Voilà une vérité simple pour tout fan de heavy-power-machin- étiquettes à tiroirs. Et si vous n’êtes pas de cet avis, vous apprendrez bien vite qu’avec Bernard-Henri Leviathan, on ne touche pas à ANGRA, au risque de vous voir poursuivi sur les réseaux sociaux à coups de commentaires pénibles et sans intérêt à chacune de vos publications !
ANGRA, c’est avant toute chose une première période indétrônable qui aura largement contribué, au cœur des années 90, à façonner un pont entre le speed d’HELLOWEEN, le néoclassique de Malmsteen et les grandes partitions du classiques du 18ème siècle. Pont largement emprunté ensuite, à l’aube des années 2000, jusqu’à en faire un chemin de pèlerinage bondé par les hordes de musiciens assoiffés de symphonie ! ANGRA a également su pousser l’exubérance de QUEEN en la couplant au folklore de son natal Brésil (la sexualité musicale enfante parfois de drôles d’oiseaux). Enfin, ANGRA, c’est une rupture en 2000, deux renaissances aussi prestigieuses l’une (avec Edu Falaschi au micro) que l’autre (sous le nom de SHA(A)MAN et conduite par l’inégalable Andre Matos). Une reconstruction toujours plus progressive mais une lente et désolante descente vers la chute…
Bon, vous voyez où je veux en venir ! Pour ceux qui font semblant de ne pas avoir compris, non, notre webmaster ne s’est pas trompée entre la publication de la chronique d’un hypothétique nouvel album d’ANGRA et celle d’ALMAH dont l’illustration attend sagement en haut de la page que je veuille bien commencer à évoquer son contenu. ALMAH, pour ceux qui n’ont pas tout suivi (et décidément, vous le faites exprès), est le projet parallèle avec lequel Edu a sorti 3 albums depuis 2006. En compagnie, au départ, de musiciens issus de groupes abonnés aux prix (NIGHTWISH, KAMELOT, STRATOVARIUS, etc.), puis avec le concours de musiciens locaux ainsi que de Felipe Andreoli, bassiste et compère chez ANGRA, ALMAH constitue une échappatoire dont l’idée est de proposer un terrain d’expression plus agressif. Alors quand, en 2012, Edu annonce son départ du géant brésilien en mal de hauteur, ALMAH reste son principal refuge.

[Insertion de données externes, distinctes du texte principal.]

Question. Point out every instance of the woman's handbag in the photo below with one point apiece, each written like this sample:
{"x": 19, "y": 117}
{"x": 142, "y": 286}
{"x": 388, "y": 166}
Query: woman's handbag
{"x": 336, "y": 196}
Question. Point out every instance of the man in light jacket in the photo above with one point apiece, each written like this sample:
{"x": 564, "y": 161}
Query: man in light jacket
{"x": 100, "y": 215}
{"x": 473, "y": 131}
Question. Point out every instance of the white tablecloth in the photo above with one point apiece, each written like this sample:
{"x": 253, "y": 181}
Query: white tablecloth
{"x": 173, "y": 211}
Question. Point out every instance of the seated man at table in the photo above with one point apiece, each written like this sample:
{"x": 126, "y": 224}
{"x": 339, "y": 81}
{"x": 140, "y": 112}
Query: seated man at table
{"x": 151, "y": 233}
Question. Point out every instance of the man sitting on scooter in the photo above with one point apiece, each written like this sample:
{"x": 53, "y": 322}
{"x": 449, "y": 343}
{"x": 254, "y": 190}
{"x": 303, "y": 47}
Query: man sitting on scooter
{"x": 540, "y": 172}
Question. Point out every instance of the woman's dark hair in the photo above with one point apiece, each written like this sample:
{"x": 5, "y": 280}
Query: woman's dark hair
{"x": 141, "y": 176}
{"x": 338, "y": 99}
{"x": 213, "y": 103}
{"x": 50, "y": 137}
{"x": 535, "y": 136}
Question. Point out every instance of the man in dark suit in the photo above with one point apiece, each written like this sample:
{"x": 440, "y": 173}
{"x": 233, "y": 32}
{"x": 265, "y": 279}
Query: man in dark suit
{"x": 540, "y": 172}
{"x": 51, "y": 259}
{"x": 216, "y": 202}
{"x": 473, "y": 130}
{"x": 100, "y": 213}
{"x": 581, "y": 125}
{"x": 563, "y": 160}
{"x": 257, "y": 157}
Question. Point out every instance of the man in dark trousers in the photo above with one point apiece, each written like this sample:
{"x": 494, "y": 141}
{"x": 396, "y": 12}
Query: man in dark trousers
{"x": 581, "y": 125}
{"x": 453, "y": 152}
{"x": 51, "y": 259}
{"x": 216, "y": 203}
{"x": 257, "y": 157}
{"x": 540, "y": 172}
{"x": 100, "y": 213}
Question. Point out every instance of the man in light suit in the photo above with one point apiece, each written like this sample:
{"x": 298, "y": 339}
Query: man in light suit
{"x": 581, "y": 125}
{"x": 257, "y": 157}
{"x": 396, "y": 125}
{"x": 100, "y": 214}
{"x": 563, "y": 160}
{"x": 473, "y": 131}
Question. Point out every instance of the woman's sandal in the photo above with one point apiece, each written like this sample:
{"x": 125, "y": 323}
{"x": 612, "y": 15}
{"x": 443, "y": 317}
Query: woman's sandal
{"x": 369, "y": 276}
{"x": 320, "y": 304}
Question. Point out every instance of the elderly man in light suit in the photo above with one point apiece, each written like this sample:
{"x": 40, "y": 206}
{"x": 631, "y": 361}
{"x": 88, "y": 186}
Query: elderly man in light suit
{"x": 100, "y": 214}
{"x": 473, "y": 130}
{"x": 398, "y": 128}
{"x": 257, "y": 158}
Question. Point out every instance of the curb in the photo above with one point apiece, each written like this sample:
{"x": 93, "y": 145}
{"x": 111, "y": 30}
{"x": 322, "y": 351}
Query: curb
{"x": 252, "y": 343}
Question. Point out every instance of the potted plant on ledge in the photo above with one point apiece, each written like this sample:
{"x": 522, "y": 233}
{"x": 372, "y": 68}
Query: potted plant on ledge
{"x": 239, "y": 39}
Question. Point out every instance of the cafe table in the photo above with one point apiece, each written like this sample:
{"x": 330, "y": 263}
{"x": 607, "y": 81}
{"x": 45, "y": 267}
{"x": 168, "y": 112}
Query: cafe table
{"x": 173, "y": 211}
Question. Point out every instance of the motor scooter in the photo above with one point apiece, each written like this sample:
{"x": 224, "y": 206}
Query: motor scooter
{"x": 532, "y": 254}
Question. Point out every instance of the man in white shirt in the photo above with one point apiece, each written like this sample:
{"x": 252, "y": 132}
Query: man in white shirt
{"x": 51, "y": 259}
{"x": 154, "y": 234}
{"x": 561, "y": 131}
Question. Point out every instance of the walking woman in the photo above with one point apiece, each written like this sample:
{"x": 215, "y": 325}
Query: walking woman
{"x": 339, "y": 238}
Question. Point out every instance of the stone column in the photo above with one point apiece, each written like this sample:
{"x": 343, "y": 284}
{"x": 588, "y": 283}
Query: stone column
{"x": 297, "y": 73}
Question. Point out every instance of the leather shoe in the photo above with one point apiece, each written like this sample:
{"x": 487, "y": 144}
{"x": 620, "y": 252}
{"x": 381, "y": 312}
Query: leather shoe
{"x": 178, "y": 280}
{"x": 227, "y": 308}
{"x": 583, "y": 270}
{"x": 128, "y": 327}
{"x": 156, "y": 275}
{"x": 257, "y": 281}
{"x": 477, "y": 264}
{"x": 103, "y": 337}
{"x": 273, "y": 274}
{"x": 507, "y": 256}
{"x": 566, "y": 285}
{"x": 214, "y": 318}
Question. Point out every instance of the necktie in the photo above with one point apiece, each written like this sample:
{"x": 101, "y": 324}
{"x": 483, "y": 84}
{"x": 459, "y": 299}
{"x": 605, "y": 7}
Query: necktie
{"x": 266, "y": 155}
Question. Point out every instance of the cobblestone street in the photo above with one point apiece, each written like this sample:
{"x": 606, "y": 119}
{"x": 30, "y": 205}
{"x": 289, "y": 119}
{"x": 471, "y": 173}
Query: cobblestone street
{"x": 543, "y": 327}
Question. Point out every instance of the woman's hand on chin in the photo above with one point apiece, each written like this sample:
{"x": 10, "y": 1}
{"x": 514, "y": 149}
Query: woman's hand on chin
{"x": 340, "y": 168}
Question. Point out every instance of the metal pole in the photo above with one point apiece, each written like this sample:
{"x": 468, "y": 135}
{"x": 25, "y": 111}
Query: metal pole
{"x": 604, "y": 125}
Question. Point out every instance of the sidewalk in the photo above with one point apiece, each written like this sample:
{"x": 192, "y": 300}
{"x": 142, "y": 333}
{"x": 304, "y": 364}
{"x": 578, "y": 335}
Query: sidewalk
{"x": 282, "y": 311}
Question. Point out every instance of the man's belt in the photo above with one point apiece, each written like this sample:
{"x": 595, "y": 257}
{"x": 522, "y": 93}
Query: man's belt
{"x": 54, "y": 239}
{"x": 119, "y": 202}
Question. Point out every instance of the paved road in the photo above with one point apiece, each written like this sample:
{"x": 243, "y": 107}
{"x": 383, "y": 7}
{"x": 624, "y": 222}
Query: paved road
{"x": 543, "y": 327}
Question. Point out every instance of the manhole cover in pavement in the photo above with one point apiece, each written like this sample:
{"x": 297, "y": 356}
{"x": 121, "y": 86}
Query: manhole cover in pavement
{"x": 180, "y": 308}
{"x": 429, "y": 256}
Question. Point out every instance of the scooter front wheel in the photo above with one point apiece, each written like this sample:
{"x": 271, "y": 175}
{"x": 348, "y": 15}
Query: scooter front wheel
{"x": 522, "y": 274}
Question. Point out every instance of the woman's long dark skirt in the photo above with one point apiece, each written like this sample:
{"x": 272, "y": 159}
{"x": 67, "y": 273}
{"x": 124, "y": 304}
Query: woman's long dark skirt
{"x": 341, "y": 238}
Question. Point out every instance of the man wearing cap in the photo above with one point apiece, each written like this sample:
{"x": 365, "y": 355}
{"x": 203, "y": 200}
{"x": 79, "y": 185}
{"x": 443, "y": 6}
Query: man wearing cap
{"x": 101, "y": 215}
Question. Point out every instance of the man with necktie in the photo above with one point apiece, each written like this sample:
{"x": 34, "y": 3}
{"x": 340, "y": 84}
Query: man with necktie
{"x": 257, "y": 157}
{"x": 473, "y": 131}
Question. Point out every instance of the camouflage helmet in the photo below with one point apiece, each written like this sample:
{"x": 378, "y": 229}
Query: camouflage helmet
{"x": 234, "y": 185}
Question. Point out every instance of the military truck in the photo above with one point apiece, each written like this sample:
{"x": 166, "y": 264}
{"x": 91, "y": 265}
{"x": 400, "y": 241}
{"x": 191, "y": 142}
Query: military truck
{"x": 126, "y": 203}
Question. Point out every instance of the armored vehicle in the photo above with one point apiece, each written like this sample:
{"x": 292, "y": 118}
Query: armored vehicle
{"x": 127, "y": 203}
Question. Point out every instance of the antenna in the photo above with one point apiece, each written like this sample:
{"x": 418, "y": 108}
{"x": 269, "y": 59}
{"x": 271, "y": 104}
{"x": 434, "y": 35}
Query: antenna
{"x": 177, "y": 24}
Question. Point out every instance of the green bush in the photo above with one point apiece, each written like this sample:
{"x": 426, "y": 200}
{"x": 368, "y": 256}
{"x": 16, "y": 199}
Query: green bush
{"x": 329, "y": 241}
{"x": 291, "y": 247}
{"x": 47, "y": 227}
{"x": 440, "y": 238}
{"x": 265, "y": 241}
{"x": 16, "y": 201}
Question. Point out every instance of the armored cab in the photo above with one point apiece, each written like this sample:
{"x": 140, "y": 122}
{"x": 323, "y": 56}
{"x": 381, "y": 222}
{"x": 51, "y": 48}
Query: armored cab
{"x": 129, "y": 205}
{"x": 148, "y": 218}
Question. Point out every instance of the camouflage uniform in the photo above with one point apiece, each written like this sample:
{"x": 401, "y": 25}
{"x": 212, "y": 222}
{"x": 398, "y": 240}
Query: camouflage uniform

Des difficultés de tessiture vocale, une baisse de motivation, tels étaient les motifs du départ du chanteur. Une prise de conscience quant à l’insurmontable difficulté pour un baryton d’interpréter, au fil des ans, des titres réclamés par le public mais conçus à l’origine pour une voix de ténor exceptionnellement hors-norme. Et ceci amène au propos tenu dans ALMAH et notamment sur ce « Unfold », 4ème album du groupe donc, car Edu Falaschi tient à montrer ce dont il est capable sans plus passer par les cordes les plus aigües de son arc vocal. Un registre médium, parfois grave et surtout plus agressif qu’à l’accoutumé.
Alors, bien sûr, j’aimerais ne pas baser cette chronique uniquement sur ce qui risque d’être, au fur et à mesure de la carrière du groupe, l’éternelle comparaison avec ANGRA. Pourtant, avec « In My Sleep » ouvrant l’album, on a bien l’impression d’entendre Edu reprendre là où il s’était arrêté avec le « Aqua » de son précédent groupe. Au cours de l’album, beaucoup d’éléments familiers sont retrouvés : descente de tomes typiques d’un jeu de batterie tribal, chœurs éloquents, speederies harmonisées, soli débordants de feeling rappelant la paire Loureiro/Bittencourt jusqu’au son employé (et cette autre paire Barbosa/Di Padua excelle également dans les techniques les plus folles du shred). Quelques accroches plus symphoniques comme l’intro de « Believer », ces interludes disséminées dans l’album ou encore le très progressif et réussi « Treasure Of The Gods », avec sa ligne de chant rappelant celle de « Nova Era », mettront la puce à l’oreille.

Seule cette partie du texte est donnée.